Avrum Leibush died on December 16, 1924, at the age of 51, of a heart condition. His wife Zisl immigrated to Canada in 1930, with Sally; she passed away in Toronto on January 11, 1951.

Zisl Kifel was an unusually accomplished woman for the day, who attended Gymnasium and was an exceptional equestrienne.

Below article: R' Avrehme'le Brieftreger (The Postman) is a translation from the Ostrowiec Yizkor book.

Reb Avrehme'le Brieftreger (The Postman)

By Yehuda Leib Zucker

Ostrowiec was one of the few cities that had a Jewish postman.  He was Reb Avrehme'le Brieftreger, who inherited the job from his father, Reb Yossel Brieftreger.

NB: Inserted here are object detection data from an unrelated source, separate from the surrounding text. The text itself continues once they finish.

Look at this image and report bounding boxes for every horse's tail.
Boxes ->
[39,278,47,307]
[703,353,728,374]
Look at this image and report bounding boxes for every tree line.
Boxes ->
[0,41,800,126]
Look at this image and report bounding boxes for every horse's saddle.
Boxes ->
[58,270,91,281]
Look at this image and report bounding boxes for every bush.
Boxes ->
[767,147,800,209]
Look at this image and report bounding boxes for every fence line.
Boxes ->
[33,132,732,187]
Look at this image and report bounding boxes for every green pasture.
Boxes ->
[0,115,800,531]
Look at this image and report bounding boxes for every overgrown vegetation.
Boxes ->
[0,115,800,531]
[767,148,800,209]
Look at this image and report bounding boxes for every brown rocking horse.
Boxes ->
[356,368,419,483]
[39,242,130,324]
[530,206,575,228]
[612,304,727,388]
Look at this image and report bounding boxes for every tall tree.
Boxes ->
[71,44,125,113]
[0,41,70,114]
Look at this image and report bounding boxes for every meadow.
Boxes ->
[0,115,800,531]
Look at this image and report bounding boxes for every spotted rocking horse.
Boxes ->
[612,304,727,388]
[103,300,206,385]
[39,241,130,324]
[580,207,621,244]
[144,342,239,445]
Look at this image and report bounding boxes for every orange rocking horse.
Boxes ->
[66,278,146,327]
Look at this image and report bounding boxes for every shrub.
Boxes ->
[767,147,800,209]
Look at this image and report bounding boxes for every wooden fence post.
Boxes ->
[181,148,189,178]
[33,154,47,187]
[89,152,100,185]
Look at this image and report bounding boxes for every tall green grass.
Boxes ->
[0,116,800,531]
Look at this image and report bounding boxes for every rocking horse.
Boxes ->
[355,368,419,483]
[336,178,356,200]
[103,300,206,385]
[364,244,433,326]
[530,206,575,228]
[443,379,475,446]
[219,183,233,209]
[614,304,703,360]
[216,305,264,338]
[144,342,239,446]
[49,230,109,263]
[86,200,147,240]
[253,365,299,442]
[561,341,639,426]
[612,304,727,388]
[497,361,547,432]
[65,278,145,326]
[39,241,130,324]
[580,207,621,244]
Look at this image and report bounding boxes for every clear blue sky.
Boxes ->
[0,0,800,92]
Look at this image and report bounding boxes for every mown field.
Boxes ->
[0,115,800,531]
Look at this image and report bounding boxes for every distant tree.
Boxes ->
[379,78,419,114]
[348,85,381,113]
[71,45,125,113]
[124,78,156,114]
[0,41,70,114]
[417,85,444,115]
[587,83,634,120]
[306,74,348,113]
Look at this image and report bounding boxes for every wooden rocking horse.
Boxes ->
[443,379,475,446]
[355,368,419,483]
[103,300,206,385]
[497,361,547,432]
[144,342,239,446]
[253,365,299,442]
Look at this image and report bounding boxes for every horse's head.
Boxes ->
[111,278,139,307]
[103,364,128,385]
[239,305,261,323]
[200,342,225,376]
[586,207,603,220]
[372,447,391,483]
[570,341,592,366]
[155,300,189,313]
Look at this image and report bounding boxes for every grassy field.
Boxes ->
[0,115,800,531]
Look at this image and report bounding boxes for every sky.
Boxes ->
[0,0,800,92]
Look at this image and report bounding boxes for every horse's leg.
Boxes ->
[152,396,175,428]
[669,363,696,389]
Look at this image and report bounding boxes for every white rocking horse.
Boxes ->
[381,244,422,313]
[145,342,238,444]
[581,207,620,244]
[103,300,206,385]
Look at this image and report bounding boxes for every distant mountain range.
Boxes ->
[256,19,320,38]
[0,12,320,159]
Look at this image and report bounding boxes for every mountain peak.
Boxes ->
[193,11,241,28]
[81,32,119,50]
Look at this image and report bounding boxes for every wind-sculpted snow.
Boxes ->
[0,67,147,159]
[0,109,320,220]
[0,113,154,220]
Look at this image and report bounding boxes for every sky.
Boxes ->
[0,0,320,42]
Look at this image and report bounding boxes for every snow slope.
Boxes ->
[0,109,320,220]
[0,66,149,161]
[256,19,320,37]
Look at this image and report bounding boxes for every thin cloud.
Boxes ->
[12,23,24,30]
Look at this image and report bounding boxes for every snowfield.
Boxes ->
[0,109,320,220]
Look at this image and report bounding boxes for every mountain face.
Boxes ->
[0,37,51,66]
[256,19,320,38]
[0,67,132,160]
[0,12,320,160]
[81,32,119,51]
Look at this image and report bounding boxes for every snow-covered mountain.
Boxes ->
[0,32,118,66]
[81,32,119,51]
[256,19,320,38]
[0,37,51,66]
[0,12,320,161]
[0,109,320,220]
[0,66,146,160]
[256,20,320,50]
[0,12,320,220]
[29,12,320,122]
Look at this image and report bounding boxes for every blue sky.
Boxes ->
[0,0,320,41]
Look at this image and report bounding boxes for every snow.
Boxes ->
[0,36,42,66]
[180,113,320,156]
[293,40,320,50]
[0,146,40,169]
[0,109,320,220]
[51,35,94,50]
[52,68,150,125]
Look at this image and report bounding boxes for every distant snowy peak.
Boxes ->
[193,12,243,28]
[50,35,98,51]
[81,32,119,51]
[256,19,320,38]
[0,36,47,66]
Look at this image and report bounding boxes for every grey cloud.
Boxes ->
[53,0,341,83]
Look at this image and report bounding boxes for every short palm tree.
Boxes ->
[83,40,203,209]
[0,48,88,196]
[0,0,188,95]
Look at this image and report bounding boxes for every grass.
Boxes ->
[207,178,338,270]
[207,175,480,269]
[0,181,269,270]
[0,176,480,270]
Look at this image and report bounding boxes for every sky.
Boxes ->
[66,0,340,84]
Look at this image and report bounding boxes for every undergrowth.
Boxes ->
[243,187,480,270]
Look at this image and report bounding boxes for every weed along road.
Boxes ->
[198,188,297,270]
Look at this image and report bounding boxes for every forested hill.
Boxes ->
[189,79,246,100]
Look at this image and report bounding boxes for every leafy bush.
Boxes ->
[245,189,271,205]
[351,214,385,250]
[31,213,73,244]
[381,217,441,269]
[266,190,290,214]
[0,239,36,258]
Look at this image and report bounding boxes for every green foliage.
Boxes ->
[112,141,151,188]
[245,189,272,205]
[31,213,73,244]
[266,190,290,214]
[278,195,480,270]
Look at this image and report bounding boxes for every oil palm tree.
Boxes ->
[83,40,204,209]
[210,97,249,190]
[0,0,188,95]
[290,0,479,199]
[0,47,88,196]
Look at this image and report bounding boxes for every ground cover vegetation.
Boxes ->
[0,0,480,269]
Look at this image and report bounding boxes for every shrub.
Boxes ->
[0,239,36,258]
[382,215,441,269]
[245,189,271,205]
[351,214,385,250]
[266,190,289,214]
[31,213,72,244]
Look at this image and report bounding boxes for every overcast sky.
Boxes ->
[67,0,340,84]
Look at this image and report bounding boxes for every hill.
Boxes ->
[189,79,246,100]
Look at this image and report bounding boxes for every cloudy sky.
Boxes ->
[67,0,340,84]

Reb Avraham Steinhart—no one called him by his true last name—spent his day, from morning to evening, bringing letters to Jewish households from their relatives from all over.  It wasn’t rare for the letter receiver, who didn’t know how to read, to request to have the letter read to them and to answer it, because he wrote in a clear handwriting which he was known for throughout the entire city.

 

R'Avrehme'le Brieftreger (postman)

Reb Avraham worked hard to make a living.  He didn’t get a salary, but he made money from the receivers of the letters: one penny for a postcard and  two pennies for a  letter.  Many didn’t have a penny to give, and the receivers would push off payment to the future; it was clear that it was an illusion that would never come to terms.  And so, he took care of his large family and continued with his taxing job, lived in a dark suffocating basement apartment living in hunger and needy conditions   As  a G-d fearing man who accepted his situation with love, as if it were determined by the one above and who was he to question the will of G-d.

Once he rebelled and tried to better his situation; he left his city and moved to Brazil.  But because he could not find a kosher restaurant to help him refrain from non-kosher food, he returned to Ostrowiec and his difficult economic status, just so he could continue his traditional life, as he had done in his youth.

He felt that the journey of his oldest daughter to the United States was a personal tragedy and did not accept her until his last days: "a Jewish girl who reaches a certain age must marry, and her parents are required to escort her to the chuppah.  But to travel to a land of Shabbat violators—that is not the custom of Bnei Yisrael.”

It was hard for him to accept to the money that his daughter sent that she had saved from her job, in order to lessen his family’s distress.

His biggest dream was to live in Israel.  After he counseled the Ger (Gur) Rabbi, as he was one of his disciples, he joined “Avodat Yisrael,” donated his last few pennies, and hoped to make Aliyah and live on its land.  But he did not achieve that goal; in the year 1924, a heart attack cut short the life of the last of the Mohicans, the last Jewish postman in Poland.  He was only 51 years old.